The link between myeloid cells and obesity in cancer provides several avenues for therapeutic targeting. One approach is to reduce the recruitment of myeloid cells within the tumor microenvironment, so as to starve tumor cells from MDSCs and M2 macrophages which provide pro-tumor milieu. CCL2 is a chemokine responsible for recruitment of monocytes and macrophages from the bone marrow into the tumor microenvironment. Targeting CCL2 and CCL2 receptors is currently a promising mechanism in breast cancer therapy, and will likely be found to be critical in several other cancers as well [110-112]. Theoretically, CCL2 inhibitors could be used as combination therapy with other chemotherapeutic regimens that influence different aspects of carcinogenesis.

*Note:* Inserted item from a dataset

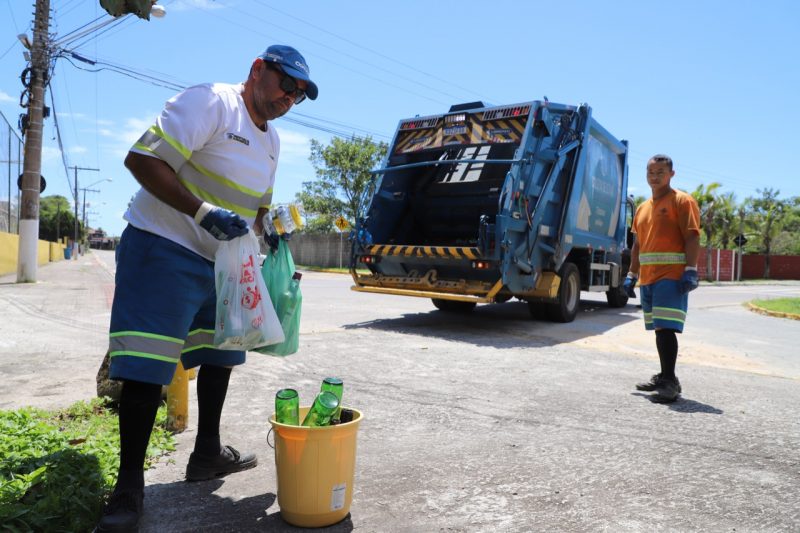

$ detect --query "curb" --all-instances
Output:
[747,302,800,320]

Another area of potential therapeutic targeting is the use of anti-inflammatory agents to reduce the low grade chronic inflammation that leads to the insulin insensitivity and subsequent physiologic response of MDSC and M2 macrophage induction. Some of these anti-inflammatory therapies are already in use for cardiovascular disease prevention in obese individuals. The use of aspirin is currently under trial for use against certain cancers, and is showing some promise [110,113].

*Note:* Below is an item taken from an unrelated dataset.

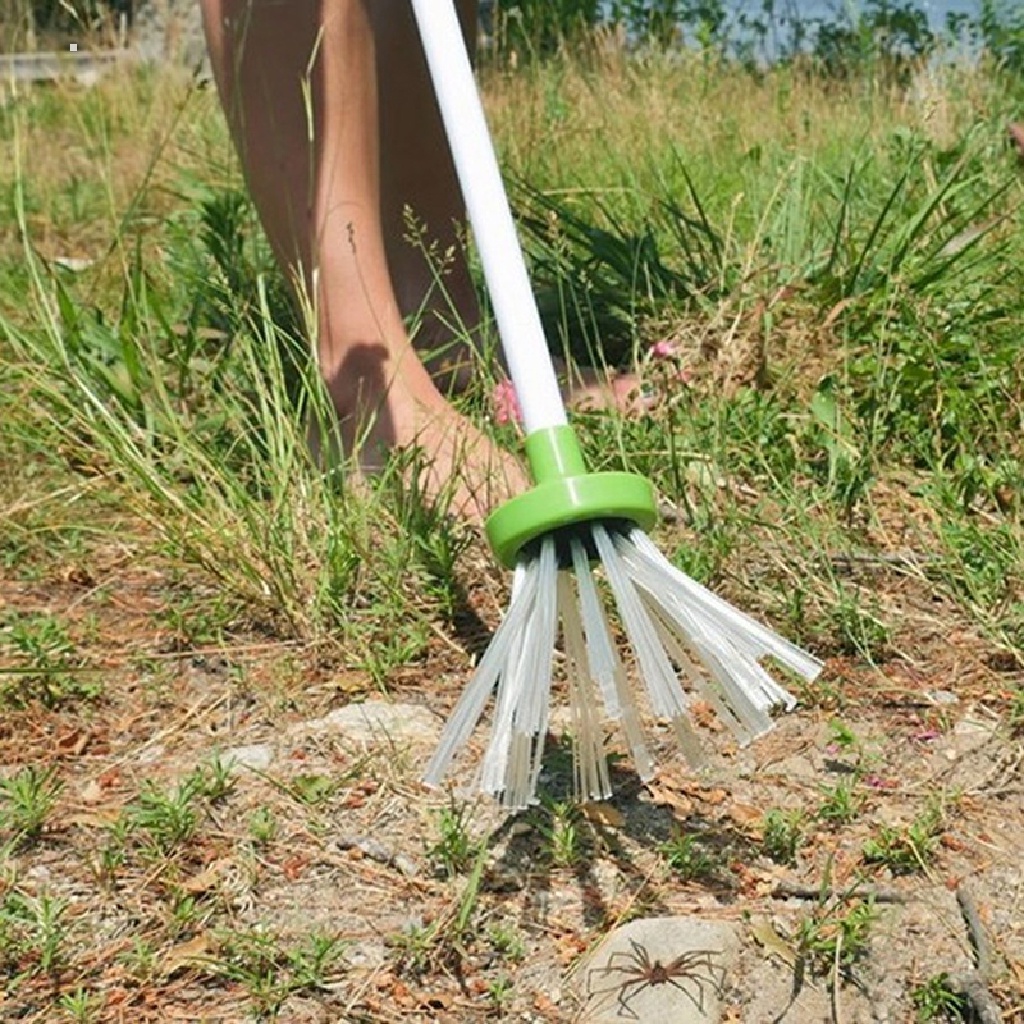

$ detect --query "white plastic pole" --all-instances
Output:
[412,0,566,434]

Finally, mechanisms that lead to signaling in adipose tissue that influence macrophage polarization are another attractive area of anticancer therapeutics. PPAR agonists have already been described above, with the caveat of potential pro-cancer risk because of their capacity to promote M2 macrophage polarization. COX-2 signaling promotes M2 macrophage differentiation, and is currently a target for chemoprevention in colorectal, pancreatic and other malignancies. This effect of COX-2 partly explains the rationale for the potential therapeutic use of aspirin in cancer prevention . Upregulation of fatty acid synthase (FASN) in adipogenesis also links COX-2 pathway to MDSCs induction. FASN is also a new therapeutic target for colon cancers. Indeed, all the factors involved in macrophage polarization (outlined in Figure 3) are worthy of active research, with the hope to identify effective therapeutic advances against cancer. To this end, detailed mechanistic understanding of the role of obesity in MDSC and M2 biology could translate into novel, potentially convergent targets that may be exploited. Beyond pharmacotherapy, the effect of weight loss on macrophages and MDSCs may also merit investigation. Findings from these studies could help encourage weight loss in the general population, and inexpensively improve health outcomes in our society where cancer and cardiovascular disease account for the majority of deaths.